By OMAR FORD The (Beaufort) Gazette
BEAUFORT, S.C. -- At first glance, The Corners community on St. Helena Island looks like a winning recipe for small businesses. Each year, thousands of tourists drive the two-lane, milelong stretch to Penn Center and Hunting Island State Park.
But some Corners business owners say it's not easy to carve out a niche and run a successful business here.
The strip once referred to as downtown St. Helena has at least three businesses that have closed this year, leaving a dozen or so others to contend. Recently, Ultimate Eating and No Pork Cafe have been replaced by the Sea Island Cafe and The Rhett Gallery.
The buildings remain the same, but the occupants constantly change.
Without stronger community support, more resources and clearer direction, the businesses are doomed to fail in this venue.
"I don't know if (the community) actually realizes the absolute need for their support of these small businesses," said Veronica Gerald, former director of history and culture at Penn Center.
Whenever a family passes by the Sea Island Cafe to have a Sunday meal at Golden Corral in Beaufort, that hurts and the impact of those dollars lost is felt, she added.
In her tenure with Penn Center, Gerald would refer tour buses that came to the historic site to eat at St. Helena Island restaurants. "The owners would tell me, 'Thank you. I just made payroll because of that,' " Gerald said.
Soliciting community support was a move Mary Mack made immediately when she took over Red Piano Art Gallery Too in July. By August she had invited her church, Faith Memorial Baptist, to the gallery's open house.
"They might not have all come to the open house, but they kept coming to the gallery after then," she said.
If businesses want to survive they have to really stir up community involvement, said Larry Holman, president of the Beaufort County Black Chamber of Commerce. "When it comes to recycling the dollars in the community, we just don't have enough of that." he said.
Sea Islands businesses have strong ties to the Gullah culture, and on St. Helena, business owners are looking to cash in on this treasure.
Gullah people occupied the Lowcountry along the Southeastern coast from the Cape Fear River in North Carolina to the St. John's River in northern Florida.
They are a distinct group of people, who are descendants of enslaved Africans from the west and central agricultural regions of Africa.
Many of their traditions are practiced today.
Stores in the Corners community carry many different foods and arts and crafts derived from the culture.
In 1991, Kitty Green and her husband started the Gullah House Restaurant in the Corners community, starting the trend of Gullah businesses, she said.
Green said back then, Gullah was just becoming popular and people hadn't fully tapped into the culture's marketing capabilities.
The Gullah House was an "upscale restaurant," she said.
The business was expanded to downtown Beaufort where as many as 50 employees were on the payroll. But Green moved too fast, she said, and was forced close in 1997.
The Gullah trend, however, had begun. The Gullah Grub and the Gullah Welcome Center emerged with the impetus of promoting Gullah culture and others followed suit.

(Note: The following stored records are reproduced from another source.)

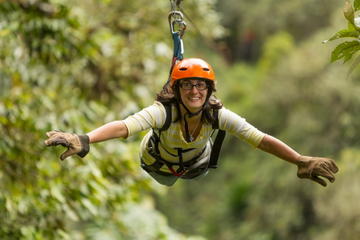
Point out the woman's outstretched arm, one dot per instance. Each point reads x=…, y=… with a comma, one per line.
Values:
x=308, y=167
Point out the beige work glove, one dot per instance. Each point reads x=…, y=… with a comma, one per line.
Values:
x=76, y=144
x=316, y=167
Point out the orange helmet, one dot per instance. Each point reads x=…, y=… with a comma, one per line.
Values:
x=191, y=68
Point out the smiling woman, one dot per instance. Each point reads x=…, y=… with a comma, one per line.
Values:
x=182, y=121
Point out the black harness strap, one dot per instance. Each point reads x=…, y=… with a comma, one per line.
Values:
x=154, y=151
x=215, y=151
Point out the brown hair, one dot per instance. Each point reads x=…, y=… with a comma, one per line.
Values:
x=170, y=95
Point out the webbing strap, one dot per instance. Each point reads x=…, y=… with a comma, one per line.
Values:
x=215, y=151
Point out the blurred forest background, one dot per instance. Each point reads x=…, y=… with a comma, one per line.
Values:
x=73, y=65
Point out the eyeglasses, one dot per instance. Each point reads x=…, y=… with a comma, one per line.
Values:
x=200, y=85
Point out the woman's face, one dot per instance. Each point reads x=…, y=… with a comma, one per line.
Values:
x=193, y=93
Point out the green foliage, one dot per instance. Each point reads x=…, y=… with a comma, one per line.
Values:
x=253, y=21
x=348, y=49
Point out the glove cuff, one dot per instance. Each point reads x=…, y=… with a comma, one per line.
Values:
x=85, y=145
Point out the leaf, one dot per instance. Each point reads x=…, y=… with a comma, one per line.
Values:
x=344, y=34
x=357, y=5
x=353, y=66
x=349, y=12
x=345, y=50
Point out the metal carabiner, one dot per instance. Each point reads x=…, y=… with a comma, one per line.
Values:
x=177, y=18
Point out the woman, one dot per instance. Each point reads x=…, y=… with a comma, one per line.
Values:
x=182, y=122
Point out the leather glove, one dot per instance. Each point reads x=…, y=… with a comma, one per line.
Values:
x=76, y=144
x=316, y=167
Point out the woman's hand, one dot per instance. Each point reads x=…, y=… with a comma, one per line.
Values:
x=316, y=167
x=76, y=144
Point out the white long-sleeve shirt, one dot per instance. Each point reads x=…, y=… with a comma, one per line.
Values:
x=154, y=116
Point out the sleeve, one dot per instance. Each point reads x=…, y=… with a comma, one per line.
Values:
x=237, y=126
x=150, y=117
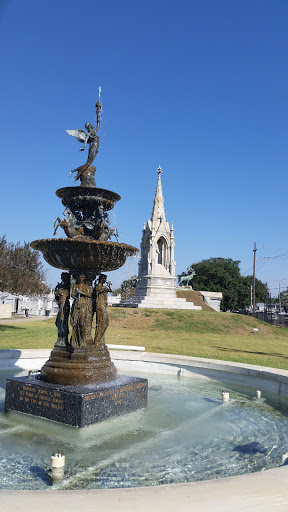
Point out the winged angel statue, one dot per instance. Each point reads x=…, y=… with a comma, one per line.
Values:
x=90, y=138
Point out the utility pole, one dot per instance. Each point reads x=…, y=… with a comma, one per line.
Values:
x=254, y=262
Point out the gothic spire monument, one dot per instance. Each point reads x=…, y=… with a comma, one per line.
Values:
x=156, y=286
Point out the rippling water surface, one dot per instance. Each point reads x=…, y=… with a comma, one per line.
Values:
x=185, y=434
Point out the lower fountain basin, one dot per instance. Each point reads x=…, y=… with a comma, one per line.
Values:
x=186, y=434
x=83, y=255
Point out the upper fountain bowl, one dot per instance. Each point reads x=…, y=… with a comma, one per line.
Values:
x=87, y=198
x=82, y=255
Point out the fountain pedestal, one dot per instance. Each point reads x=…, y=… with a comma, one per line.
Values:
x=79, y=385
x=78, y=406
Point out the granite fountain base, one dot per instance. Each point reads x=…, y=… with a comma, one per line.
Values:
x=77, y=406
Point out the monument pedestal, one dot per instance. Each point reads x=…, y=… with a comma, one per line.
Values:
x=78, y=406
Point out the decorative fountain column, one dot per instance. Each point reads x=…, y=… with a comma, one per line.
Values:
x=79, y=385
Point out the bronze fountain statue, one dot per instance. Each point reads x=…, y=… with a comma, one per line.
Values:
x=80, y=359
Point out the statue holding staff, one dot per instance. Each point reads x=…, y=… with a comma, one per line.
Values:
x=90, y=138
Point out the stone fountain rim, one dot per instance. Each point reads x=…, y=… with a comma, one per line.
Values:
x=84, y=241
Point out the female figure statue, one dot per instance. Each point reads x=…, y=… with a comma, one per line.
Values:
x=62, y=296
x=102, y=320
x=81, y=314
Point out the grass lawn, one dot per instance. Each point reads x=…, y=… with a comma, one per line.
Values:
x=194, y=333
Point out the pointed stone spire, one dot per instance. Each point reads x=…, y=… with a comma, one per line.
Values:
x=158, y=213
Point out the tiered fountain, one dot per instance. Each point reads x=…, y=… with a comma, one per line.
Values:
x=79, y=385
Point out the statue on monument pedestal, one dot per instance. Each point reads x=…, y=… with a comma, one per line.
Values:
x=186, y=279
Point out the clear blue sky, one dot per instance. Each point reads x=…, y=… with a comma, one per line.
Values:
x=199, y=87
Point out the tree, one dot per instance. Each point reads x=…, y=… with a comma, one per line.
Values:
x=128, y=287
x=21, y=271
x=223, y=275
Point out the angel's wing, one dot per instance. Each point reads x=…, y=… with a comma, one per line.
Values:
x=78, y=134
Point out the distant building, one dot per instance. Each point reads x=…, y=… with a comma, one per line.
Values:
x=156, y=285
x=44, y=305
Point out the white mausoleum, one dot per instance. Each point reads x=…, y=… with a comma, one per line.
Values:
x=156, y=286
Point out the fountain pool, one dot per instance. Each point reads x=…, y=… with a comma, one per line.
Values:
x=185, y=434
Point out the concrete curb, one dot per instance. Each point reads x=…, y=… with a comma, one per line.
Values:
x=266, y=490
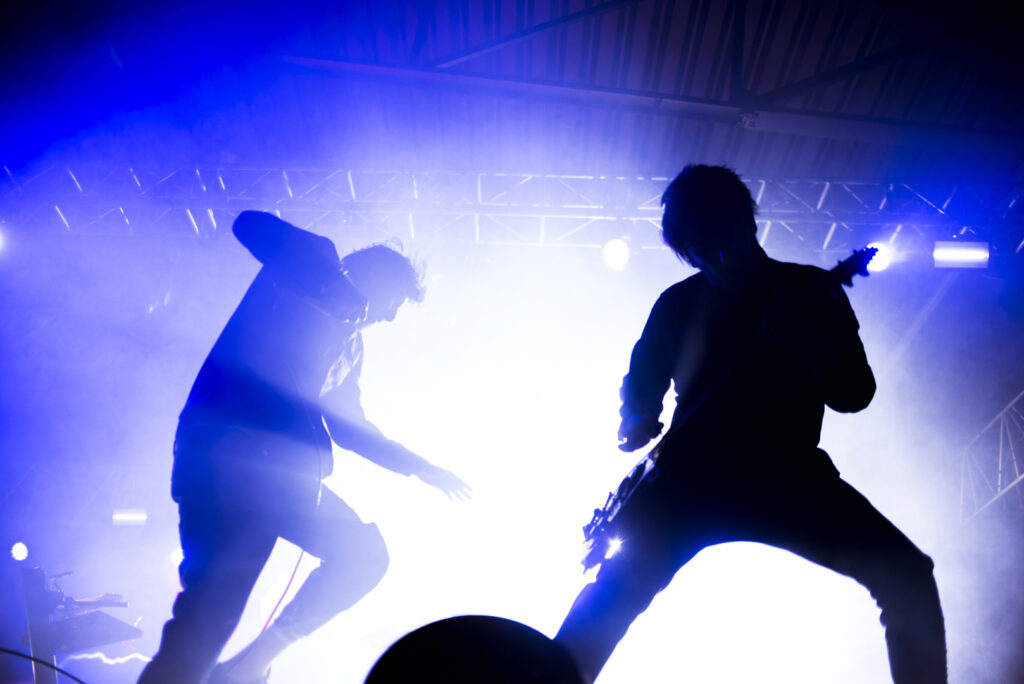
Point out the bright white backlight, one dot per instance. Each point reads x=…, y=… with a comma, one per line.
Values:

The Greater Beaufort Chamber of Commerce has produced a brochure spotlighting the businesses and attractions on St. Helena, said Libby Barnes, chamber president.
If the businesses want to succeed, Green said there needs to be more collaboration between businesses and the community. Resturants need to refer customers to art galleries, galleries need to refer tourists to historic attractions, and so on.
Now Green runs Gullah Geechee Mahn Tours, which works with many restaurants inside and outside the Corners community. "A business could work," Green said. "It'll take a lot of marketing, a strong voice in the chamber and a lot of hard work."